Edit: did you read the article? The examples described go far beyond your straw man about undiscovered receptors.
I think the memory of slime molds (which are referenced in the article) can go further than merely relying on paths of slime they leave behind.
Recently, I acquired a sample of Physarium polycephalum and have been keeping it as a sort of "pet", if one can call it that. For those who don't know, slime molds like Physarium are actually considered a single-celled organism, at least when it's in its plasmodial phase. People typically feed them oat flakes because that's what they seem to love most, though I started trying some other foods to see what my little slime mold would be willing to eat. Carby things like pieces of bread, etc. The funny thing is that it seemed to really like those other foods, even multiple feedings in a row, but would then spontaneously refuse to respond to those same foods again. I've heard some anecdotes suggesting I'm not the only one to witness this. It really does seem like the slime mold is "remembering" at a level that may go beyond slime trails.
I heard that if you eat the same thing for a long time, you can get sick because you aren't getting certain micronutrients.
Could it be that one carby food isn't the same nutrients as another carby food?
Unfortunately, seeing this item right next to https://news.ycombinator.com/item?id=44755394 primed me in the wrong direction. ("What phones were connected to it?")
John Tyler Bonner writes on this theme this in The Evolution of Culture in Animals. While we usually associate learning and culture with higher animals, where do we draw the boundary? Can a single cell learn and have memory? Can it develop a culture? Can it have a memory?
A great book which expanded how I think about our own learning and cultural heritage
"Remember?" this sounds more like we have so little observation of cells that when they respond to stimuli they have receptors for, we just never know that receptor existed.
Anthropomorphizing cells as anything beyond little machines seems silly.
"Memory" can be used to refer to any form of statefulness, which is mostly what's being discussed here. I agree the article engages in some unwarranted anthropomorphism in some places, but there's still plenty of interesting material without that.

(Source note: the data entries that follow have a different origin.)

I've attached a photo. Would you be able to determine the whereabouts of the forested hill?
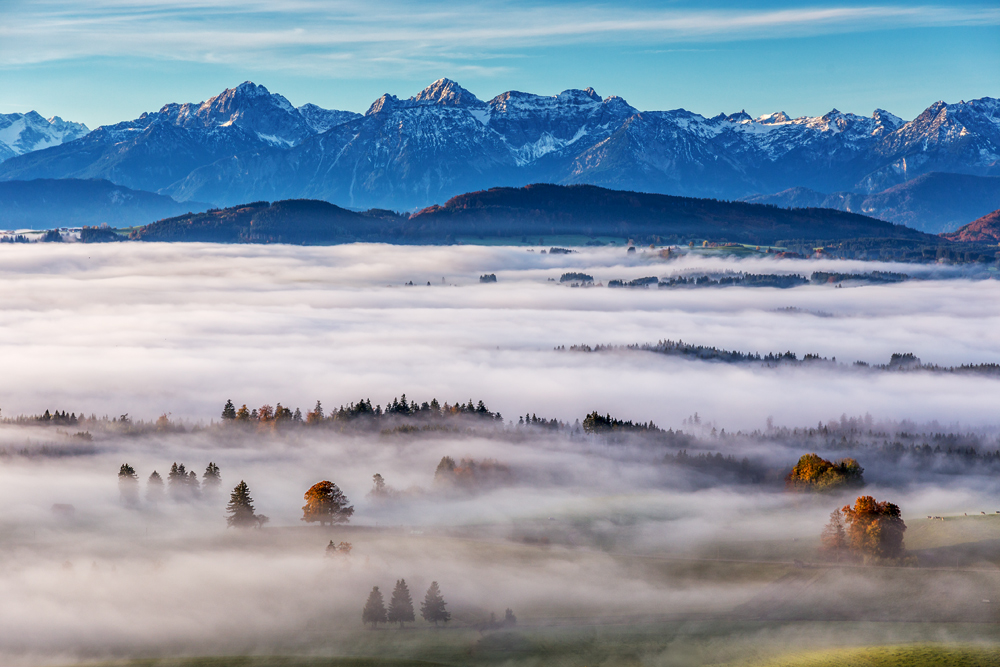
[131,185,940,244]
[130,199,406,245]
[941,209,1000,243]
[410,185,934,244]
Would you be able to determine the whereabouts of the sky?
[0,0,1000,128]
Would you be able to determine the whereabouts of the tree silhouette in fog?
[420,581,451,626]
[841,496,906,559]
[226,480,260,528]
[389,579,416,627]
[361,586,388,629]
[302,480,354,524]
[118,463,139,507]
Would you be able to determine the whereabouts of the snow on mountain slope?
[0,111,90,162]
[0,79,1000,217]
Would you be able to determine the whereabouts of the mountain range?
[0,79,1000,218]
[0,111,90,162]
[744,172,1000,234]
[0,178,209,229]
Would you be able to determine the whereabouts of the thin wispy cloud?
[0,0,1000,76]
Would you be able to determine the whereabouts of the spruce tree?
[226,480,257,528]
[420,581,451,626]
[201,462,222,494]
[118,463,139,507]
[389,579,416,627]
[361,586,388,629]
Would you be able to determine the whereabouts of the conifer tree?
[388,579,415,627]
[146,470,165,503]
[226,480,258,528]
[201,462,222,494]
[118,463,139,507]
[361,586,388,629]
[420,581,451,626]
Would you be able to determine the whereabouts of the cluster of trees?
[820,496,906,562]
[568,340,1000,376]
[785,454,865,491]
[608,276,660,288]
[583,410,661,434]
[226,480,270,528]
[361,579,451,629]
[659,273,809,289]
[302,480,354,526]
[434,456,514,491]
[118,461,222,507]
[809,271,910,285]
[559,271,594,283]
[222,394,503,427]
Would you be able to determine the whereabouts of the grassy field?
[728,644,1000,667]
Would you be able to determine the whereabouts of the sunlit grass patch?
[731,644,1000,667]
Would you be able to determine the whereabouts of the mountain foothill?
[0,79,1000,238]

If a cell has an injury that impacts its mobility but not its ability to survive because it can adapt -- is that a memory? Are nutrients within a cell? How about its current position in relationship to a food source? Or a buildup of some molecule in response to environmental factors? If not to any of these, why not? Because it's not neuronal by-nature?

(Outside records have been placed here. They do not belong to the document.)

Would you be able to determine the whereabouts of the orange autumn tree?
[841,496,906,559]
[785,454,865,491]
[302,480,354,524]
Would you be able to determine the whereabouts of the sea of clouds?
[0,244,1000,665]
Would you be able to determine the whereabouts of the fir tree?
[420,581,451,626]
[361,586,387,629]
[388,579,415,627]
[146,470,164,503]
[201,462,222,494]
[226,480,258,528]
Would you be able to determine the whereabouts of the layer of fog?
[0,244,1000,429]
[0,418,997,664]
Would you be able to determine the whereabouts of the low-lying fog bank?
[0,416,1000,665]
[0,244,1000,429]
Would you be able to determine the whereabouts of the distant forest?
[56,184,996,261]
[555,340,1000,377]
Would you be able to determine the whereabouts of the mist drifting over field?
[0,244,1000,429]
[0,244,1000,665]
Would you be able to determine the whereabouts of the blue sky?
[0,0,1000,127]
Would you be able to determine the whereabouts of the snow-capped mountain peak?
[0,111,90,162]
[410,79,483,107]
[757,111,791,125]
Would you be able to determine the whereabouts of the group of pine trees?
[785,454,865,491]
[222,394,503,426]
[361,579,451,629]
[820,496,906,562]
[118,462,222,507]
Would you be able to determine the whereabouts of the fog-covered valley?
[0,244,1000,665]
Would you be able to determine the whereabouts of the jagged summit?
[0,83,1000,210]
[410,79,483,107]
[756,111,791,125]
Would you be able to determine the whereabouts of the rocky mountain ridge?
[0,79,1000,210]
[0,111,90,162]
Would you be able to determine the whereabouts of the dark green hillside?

The past dictates the future and there are many, many, many, many, MANY ways to encode the past for future self-preservation.
You're doing yourself an intellectual disservice by sticking to one form of "memory". I'd even argue that you're the one anthropomorphizing the hardest by limiting "memory" to an idealized human form of memory.
Cellular memory is well-established in epigenetics, where DNA methylation and histone modifications persist through cell divisions without changing the underlying DNA sequence. These mechanisms allow cells to "remember" previous states and environmental exposures, which is fundamentally different from simple receptor-based responses.
You might want to look into the work of Michael Levin’s lab to give you a broader perspective on the intelligence of individual cells and tissues. Your machine metaphor is arguably as misleading as anthropomorphization.
Edit: did you read the article? The examples described go far beyond your straw man about undiscovered receptors.
Given how much more capable these little machines are than anything we can program, I think that "remembering" is hardly a stretch at all.